On Wed, 2005-10-19 at 10:42 -0400, Jason A. Smith wrote:
> On Wed, 2005-10-19 at 07:42 +0200, Åke Sandgren wrote:
> > On Tue, 2005-10-18 at 14:23 +0200, Oscar Koeroo wrote:
> > > Hi Maarten:
> > > From a security point of view I can understand this very strict use of
> > > giving each job its own poolaccount.
> >
> > I for one can't think a anything at all that would increase security by
> > having one account / job. Examples please?
>
> What would be your alternative, a group account for each VO? For
> security purposes, you want to be able to audit the users actions on
> your site and for this to be possible you have to give each user their
> own local account. In fact, recycling pool accounts makes this a little
> harder since you now have to keep a complete history of when each user
> was mapped to each pool account.
I wasn't suggesting to stop using one account / DN just that i couldn't
see any use for one account / job.
And having one account / job just gives you a bigger list of mappings to
keep track of (for a long time too since such lists should be kept for
at least a year or more)
> > On the contrary having one account / job increases complexity and hence
> > increases the risk for security problems.
>
> I don't see how a pool of accounts causes a major increase in complexity
> if a facility goes from say hundreds of local user accounts to 10s of
> thousands of grid pool accounts.

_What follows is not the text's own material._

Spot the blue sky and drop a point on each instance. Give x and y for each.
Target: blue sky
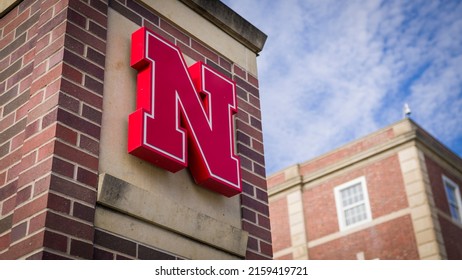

Each unused pool account only takes up
> negligible space in your passwd/nis/ldap (or whatever account system
> your facility uses) area and negligible space for an empty directory on
> your /home disk.
It's not pool accounts per se that is causing the increased complexity,
but having one poolaccount / job compared to one poolaccount/DN.
And large sites would have to deal with multiple 100k's of accounts.